Printing 3D graphics is complicated because the programming interfaces targeted for the display of interactive 3D graphics rarely have good support for printing. Demands for performance, fidelity to the on-screen appearance, and the higher resolutions often demanded for printing all make printing 3D scenes difficult. A render service can address these issues by off-loading rendering to fast 3D hardware with large rectangular frame buffer regions.
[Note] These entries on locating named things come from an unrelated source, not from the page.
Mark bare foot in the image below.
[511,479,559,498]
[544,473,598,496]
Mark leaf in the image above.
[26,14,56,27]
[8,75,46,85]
An application can redirect its on-screen rendering commands to a render service, then read back the rendered image to send to a printer. A print server could automatically convert Inventor or VRML metafiles submitted for printing to a 2D image using a render service and then pass the resulting image to the printer.

Movie sequence rendering.

A succession of 3D scenes forming a computer animated movie could be rendered with reasonably high quality by a render service. For example, animators at a computer animation firm could submit movie rendering jobs to the render service, and later retrieve the rendered movie sequences. This lets animators review their work rendered quickly at good quality levels before submission for slower, expensive, higher quality final rendering.

Fast data and image analysis.

Many applications such as satellite image analysis, medical imaging, and seismic analysis use image processing and 3D rendering techniques like volume rendering [3], 3D geometry recognition from 2D images, and shadow map generation [9] that can benefit from fast 3D hardware supporting image processing and high-quality texture mapping capabilities but do not require or expect immediacy, making these applications suitable for scheduling through a render service.

While they do not demand the immediacy that justifies an expensive 3D graphics hardware accelerator, all these applications can benefit from access to such hardware. A render service that amortizes the hardware cost across multiple application instances while delivering improved performance can make the use of expensive hardware viable for these applications.

What these various applications share is a common demand: accelerated rendering access to rectangular frame buffer regions. This should be the fundamental service provided by a render service.